The “why not?” question is one we must all try to answer — clergy, religious, laity, medical professionals, husbands and wives — with an answer that is informed, faithful and wrapped in true compassion, and an answer which puts no human being’s life or dignity in jeopardy.
Medical developments faithful to God’s design
What can husbands and wives struggling with infertility do, then, that does not violate the dignity of their own relationship and that of the child they hope to have? Thanks be to God, more sound medical interventions are available all the time, due not to the profit-seeking bent of the majority of “infertility specialists” but to the faithful work of excellent scientists such as Dr. Thomas Hilgers of the Pope Paul VI Institute in Omaha. Dr. Hilgers has painstakingly analyzed the root causes of infertility and developed treatments that are not only faithful to the teaching of the Church but, not coincidentally, more effective than ART in helping couples conceive.

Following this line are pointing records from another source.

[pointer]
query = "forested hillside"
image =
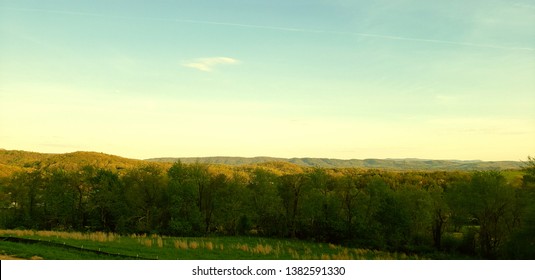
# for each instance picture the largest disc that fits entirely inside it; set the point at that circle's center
(481, 214)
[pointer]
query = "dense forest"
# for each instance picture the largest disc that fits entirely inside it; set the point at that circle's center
(479, 214)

We must be especially grateful to God also for the growing number of physicians and other medical professionals in our diocese who, like Paul VI and other heroes of the faith throughout the history, have the patience, perseverance and zeal to seek the truth, abide in the truth, and not simply follow the fashionable trends which fail to be authentic “progress” because they violate human life and dignity. In this way, they stay faithful to that foundational phrase in the Hippocratic Oath, “First, do no harm.” Locally, these physicians include OBGYNs Lori Carillo, William Chavira, Michael Czerkes and Clint Leonard as well as Dr. James Statt and Dr. Deidre Wilson. They also help bring about a renewal of the culture of life in health care, a courageous and sacrificial renewal desperately needed in our time. For an example, see this wonderful article from Lisa McDaniel, P.A.
And if all licit treatments fail?
For all of us, it is only through the acceptance of God’s Divine plan in our lives that we will find true freedom and joy. In a mysterious way this interior freedom and joy often arise from the uniting of our own sufferings with those of Our Blessed Lord.
Only in the Christian view of life can one find a tradition of fruitfulness mysteriously connected to human suffering. Couples who, despite great desire for children and seeking all licit means to overcome their infertility, still find themselves facing an empty crib and a feeling of incompleteness in their married lives, need not, indeed must not, give in to despair. God is the “Giver of good gifts” at all times; moreover, a child is not the only gift He is able to give married couples.